Crisis watch, 29 December 2008

TED spread 1.41
S&P 500 returns +0.85%
VIX 43.38
Nikkei 225 (9:24 AM IST) -1.02%
US Financials index +0.23%
ICICI Bank ADR -4.38%
Call rate on 27th 5.772
Currency futures (9:24 AM IST)48.335
  • It looks like leverage by the promoter is an additional twist in the Satyam tale: See Hema Ramakrishnan in Economic Times.
  • An editorial in Financial Express on banking.
  • Bibek Debroy on India's responses to the slowdown.
  • Mahesh Vyas looks at firm level data in understanding the impact of the slowdown.
  • P. Vaidyanathan Iyer has a story about how the recent RBI easing came about.
  • An editorial in Financial Express on financial sector policy.
  • Shally Seth and Baiju Kalesh on defaults by truckers.
  • T. N. Ninan looks back at 2008 and says: can we please have better measurement?
  • Muthukumar K. has an article in Business World about buybacks. I think of it as a positive for the outlook for stock prices.
  • An editorial in the Financial Times about what is wrong with the G-20 process.
  • Paul Krugman's recent NYT column gives fresh insights into why public expenditure in India is not the answer to combating a downturn.
  • John Taylor has a devastating critique of the US Fed in the paper The Financial Crisis and the Policy Responses: An Empirical Analysis of What Went Wrong.
  • Eduardo Porter in New York Times on ponzi schemes.
  • A fascinating story about recruitment abroad by Chinese financial firms. This reflects an opportunity for the firms left standing in these difficult times. There are already some signs of a flow back of people moving to India. What's interesting in this Chinese story is that the large Chinese firms seem to be actively recruiting in the US and elsewhere, and their targets include people of all nationalities.
  • Robert E. Lucas, Jr. on Bernanke's unorthodox approaches to monetary policy. The important new idea that I got here was that given a choice between (a) a central bank buying a variety of assets with credit risk in the economy vs. (b) direct fiscal activism, the former is a better way of doing counter-cyclical policy because it avoids the political economy difficulties of fiscal tools. And if I may add, it is easier for monetary policy to unwind these unusual interventions (just sell these assets) as opposed to getting unusual fiscal policy interventions to be unwound.
    You might like to also read this.

2 comments:

  1. Sincerely grateful for referring to the paper by John Taylor. Just too good.

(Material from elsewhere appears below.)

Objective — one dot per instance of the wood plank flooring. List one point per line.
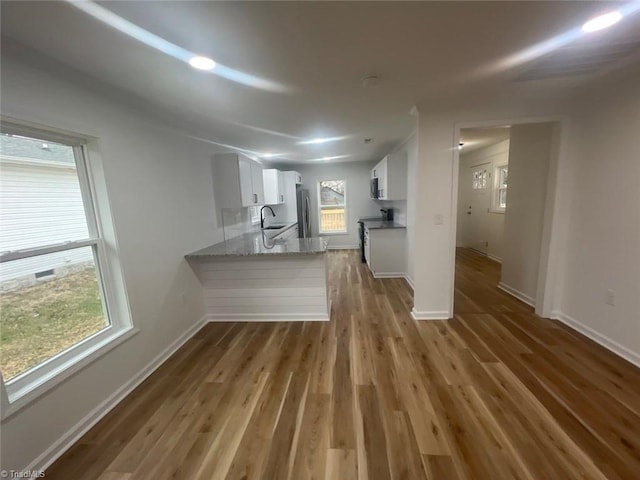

    Anything similar to that first graph (loose fitting) available for India somewhere ?

    Best regards,
    Anonymous1

    ReplyDelete
  2. The first graph superposes the policy rate with the rate that would be computed off a `proper' Taylor rule. There are several hurdles which have to be crossed to get there.

    1. Operationalising a Taylor rule requires having estimates of the stuff on the r.h.s.: we'd need to have a forecast of inflation and a forecast of the output gap. The models which make these forecasts haven't yet been figured out in India.

    2. Making the graph requires agreeing on what Taylor rule to use. One strategy is to estimate what's RBI's Taylor rule. In my knowledge, this has been done twice so far: by Vineet Virmani (who was then a Ph.D. student at IIM Ahmedabad) and in a BIS working paper by Mohanty & Klau which dates back to 2004. These parameter values could be utilised.

    3. But the trouble is, there are obvious problems with the Taylor rule that's suggested by these parameters. E.g. we know that monetary policy is procyclical when the inflation coefficient is below 1. But the above estimates show that RBI's Taylor rule has an inflation coefficient of well below 1. So if you want to make Graph 1 of Taylor's paper, which is supposed to compare the actual course of policy against some normative yardstick, do you use RBI's Taylor rule? It would make more sense to use standard parameter values from the literature such as 1.5 for the inflation coefficient and 0.5 for the output gap.

    That'd give us 3 lines on the curve: Actual behaviour; behaviour under RBI's Taylor rule; behaviour under a normative Taylor rule with sensible properties.